Optimization objective: day-level P&L, not per-minute accuracy. Previous Pythia versions optimized for the accuracy of every minute-by-minute prediction. The new version optimizes for cumulative profit across the full session — 9:30 AM to 4:00 PM ET. The change matters because that's how the signal is actually used. A model that's slightly less accurate per-minute but produces a stronger end-of-day P&L curve is the model customers want.

None of these are exotic ideas. The interesting part is what happens when you combine them with the decision to stop refitting.

The point isn't to beat the prior backtest

A model that's refit every quarter has a structural advantage on its own backtest: each version is tested in the window it was specialized for. That can produce strong numbers that don't reproduce in live trading, because the next regime isn't the one the model was tuned for.

The point of v0.5.0 isn't to beat the prior model in every cell of the backtest table. It's to make backtest performance translate to live performance — to compress the gap between what we see in evaluation and what customers see in production.

That changes how to read the numbers. Q1 2026 — the most recent out-of-sample window — looks like this:

Table 1: Q1 2026 Sharpe ratio — prior model vs Pythia v0.5.0

SignalPrior modelPythia v0.5.0
S&P 5001.251.43
Nasdaq-1000.970.43
Russell 20001.892.89
Dow Jones−1.381.94

The Dow Jones line (−1.38 → 1.94) and the Russell 2000 line (1.89 → 2.89) show what happens when an out-of-sample regime is one the prior model wasn't tuned for. The Nasdaq-100 line is the visible cost of giving up quarterly specialization. We're not arguing around it.

What we expect customers to care about, six months from now, is not any single Sharpe in that table. It's whether the live numbers look like the backtest numbers.

The cross-asset test

The strongest test of "built to generalize" isn't how the model does on the indices it was developed alongside. It's how it does on instruments it wasn't tuned for at all.

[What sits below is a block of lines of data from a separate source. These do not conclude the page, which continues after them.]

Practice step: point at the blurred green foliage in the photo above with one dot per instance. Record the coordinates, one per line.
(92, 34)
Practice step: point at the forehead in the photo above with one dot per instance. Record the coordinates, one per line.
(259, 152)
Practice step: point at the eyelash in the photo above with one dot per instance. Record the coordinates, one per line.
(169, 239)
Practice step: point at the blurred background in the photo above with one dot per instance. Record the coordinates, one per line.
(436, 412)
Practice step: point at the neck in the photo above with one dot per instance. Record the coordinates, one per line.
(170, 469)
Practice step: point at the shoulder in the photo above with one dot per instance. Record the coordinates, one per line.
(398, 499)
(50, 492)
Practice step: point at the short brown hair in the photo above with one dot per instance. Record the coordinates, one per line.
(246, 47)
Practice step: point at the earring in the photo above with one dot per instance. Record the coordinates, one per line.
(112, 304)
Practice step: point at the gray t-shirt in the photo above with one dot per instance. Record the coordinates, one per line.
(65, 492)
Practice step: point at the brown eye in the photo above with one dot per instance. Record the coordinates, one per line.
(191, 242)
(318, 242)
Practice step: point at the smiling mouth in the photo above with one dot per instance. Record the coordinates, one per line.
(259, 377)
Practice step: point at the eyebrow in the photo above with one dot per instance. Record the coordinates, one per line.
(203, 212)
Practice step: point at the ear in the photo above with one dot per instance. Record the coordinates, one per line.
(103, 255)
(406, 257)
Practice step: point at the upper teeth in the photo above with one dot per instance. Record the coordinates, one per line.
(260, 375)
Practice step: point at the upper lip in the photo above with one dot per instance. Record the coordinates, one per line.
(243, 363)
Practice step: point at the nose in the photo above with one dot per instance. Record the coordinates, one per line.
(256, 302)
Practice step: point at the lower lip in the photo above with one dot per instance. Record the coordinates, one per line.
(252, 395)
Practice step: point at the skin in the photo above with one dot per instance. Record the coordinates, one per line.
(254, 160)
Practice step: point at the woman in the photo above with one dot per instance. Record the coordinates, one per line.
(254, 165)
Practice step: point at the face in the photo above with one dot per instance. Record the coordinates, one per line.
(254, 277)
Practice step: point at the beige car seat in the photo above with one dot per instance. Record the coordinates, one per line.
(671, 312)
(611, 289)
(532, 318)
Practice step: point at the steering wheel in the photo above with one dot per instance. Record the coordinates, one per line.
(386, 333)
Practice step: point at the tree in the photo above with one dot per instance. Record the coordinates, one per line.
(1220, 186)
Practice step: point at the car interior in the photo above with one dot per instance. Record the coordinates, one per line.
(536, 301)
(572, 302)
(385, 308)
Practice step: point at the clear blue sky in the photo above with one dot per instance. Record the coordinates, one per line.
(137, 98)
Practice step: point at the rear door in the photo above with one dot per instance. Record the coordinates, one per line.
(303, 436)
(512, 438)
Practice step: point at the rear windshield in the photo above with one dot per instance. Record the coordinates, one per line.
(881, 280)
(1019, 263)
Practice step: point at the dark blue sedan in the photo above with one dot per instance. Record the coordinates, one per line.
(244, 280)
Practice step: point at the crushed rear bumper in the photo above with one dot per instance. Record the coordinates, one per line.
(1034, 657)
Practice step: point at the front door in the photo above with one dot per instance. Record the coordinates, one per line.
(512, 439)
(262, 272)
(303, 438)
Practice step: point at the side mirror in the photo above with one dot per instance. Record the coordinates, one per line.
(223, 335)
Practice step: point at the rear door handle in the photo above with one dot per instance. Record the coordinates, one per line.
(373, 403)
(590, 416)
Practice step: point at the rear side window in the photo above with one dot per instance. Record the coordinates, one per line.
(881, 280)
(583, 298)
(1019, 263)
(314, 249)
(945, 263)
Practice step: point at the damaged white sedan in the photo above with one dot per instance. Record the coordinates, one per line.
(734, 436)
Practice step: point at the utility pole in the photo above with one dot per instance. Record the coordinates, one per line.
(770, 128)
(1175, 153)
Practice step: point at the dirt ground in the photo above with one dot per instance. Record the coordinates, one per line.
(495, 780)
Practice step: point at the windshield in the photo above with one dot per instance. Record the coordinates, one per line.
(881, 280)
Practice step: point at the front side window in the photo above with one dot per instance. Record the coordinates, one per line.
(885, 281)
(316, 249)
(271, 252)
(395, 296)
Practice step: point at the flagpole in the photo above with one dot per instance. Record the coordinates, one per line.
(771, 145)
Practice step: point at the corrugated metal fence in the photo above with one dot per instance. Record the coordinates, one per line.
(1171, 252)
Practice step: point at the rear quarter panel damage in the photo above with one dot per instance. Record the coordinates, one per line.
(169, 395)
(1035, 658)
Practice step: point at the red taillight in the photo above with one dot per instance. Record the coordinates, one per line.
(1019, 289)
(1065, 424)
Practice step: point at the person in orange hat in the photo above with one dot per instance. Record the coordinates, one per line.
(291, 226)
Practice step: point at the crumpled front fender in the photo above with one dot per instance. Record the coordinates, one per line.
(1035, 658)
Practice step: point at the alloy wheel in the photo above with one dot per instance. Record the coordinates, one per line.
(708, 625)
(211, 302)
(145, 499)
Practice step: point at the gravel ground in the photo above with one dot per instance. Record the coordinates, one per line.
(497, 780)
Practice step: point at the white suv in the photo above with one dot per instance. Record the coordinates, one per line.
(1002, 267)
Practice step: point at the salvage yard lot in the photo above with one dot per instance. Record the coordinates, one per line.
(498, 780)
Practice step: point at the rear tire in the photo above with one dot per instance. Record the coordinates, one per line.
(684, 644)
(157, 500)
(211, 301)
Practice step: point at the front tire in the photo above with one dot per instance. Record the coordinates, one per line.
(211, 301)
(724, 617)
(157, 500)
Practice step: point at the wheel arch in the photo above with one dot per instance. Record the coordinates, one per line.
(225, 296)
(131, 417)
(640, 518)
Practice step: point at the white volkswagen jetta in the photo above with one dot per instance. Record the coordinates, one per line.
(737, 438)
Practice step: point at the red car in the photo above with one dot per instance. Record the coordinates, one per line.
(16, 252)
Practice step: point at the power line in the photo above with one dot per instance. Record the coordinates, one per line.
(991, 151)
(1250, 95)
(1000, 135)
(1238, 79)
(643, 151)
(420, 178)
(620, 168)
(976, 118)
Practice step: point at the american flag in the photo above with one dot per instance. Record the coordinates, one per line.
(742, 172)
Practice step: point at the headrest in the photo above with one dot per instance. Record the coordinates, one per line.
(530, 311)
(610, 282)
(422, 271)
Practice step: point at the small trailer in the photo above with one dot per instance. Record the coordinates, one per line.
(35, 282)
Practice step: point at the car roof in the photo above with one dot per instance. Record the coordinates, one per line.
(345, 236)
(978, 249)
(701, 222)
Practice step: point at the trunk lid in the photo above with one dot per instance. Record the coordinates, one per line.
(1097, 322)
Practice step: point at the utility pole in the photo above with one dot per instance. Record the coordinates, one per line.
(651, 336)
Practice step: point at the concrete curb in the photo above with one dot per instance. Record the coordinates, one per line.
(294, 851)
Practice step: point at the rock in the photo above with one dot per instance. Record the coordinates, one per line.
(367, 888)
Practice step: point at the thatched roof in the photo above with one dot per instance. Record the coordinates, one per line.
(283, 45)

The Gold and Silver signals we released in April were trained with the same architecture. The architecture wasn't tuned to commodity microstructure; the same training process that produced the equity-index signals produced these. How they perform out-of-sample over the coming months is the most direct test of whether the approach generalizes.

Seed stability

A reproducible training process should land in the same place each time it's run. The prior approach didn't always: a sweep of seed-equivalent runs — same data, same architecture, only the random seed changed — could produce instances with materially different Sharpe ratios. v0.5.0 tightens that. Retraining with different seeds now produces instances whose Sharpe ratios cluster closely together. The model in production isn't a lucky pick from a noisy distribution; it's representative of any sibling instance trained the same way.

Cadence

One operational note worth surfacing. We ran the same v0.5.0 model at 1-minute, 5-minute, and 10-minute trading cadences across all four equity-index signals. Sharpes came in within roughly 0.05 of each other. The signal isn't a high-frequency artifact that decays if you don't trade every minute — customers can pick a cadence that fits their operations and their cost structure.

What's next

v0.5.0 is the current state of Pythia, not the end state. A few research directions we're actively working on for the next releases:

  • Reinforcement-learning confidence and sizing. Today the signal is UP / STABLE / DOWN. We're moving to a continuous score from −10 to +10 that captures both direction and confidence, trained via reinforcement learning on full-session P&L. The existing categorical interface keeps working via simple thresholds.
  • Overnight and pre-market data as input. Today the model only sees the regular session. Extending the inputs to overnight and pre-market hours lets it pick up on what's happening before the open.
  • Cross-LOB inputs. Predictions for each instrument currently use only that instrument's order book. We're working on letting the model consume multiple order books simultaneously — e.g. feeding S&P 500, Nasdaq-100, Russell 2000, and Dow Jones order books together when predicting any one of them, to capture cross-instrument microstructure.

Each of these is an open research question, not a feature on a roadmap. We'll publish what we find.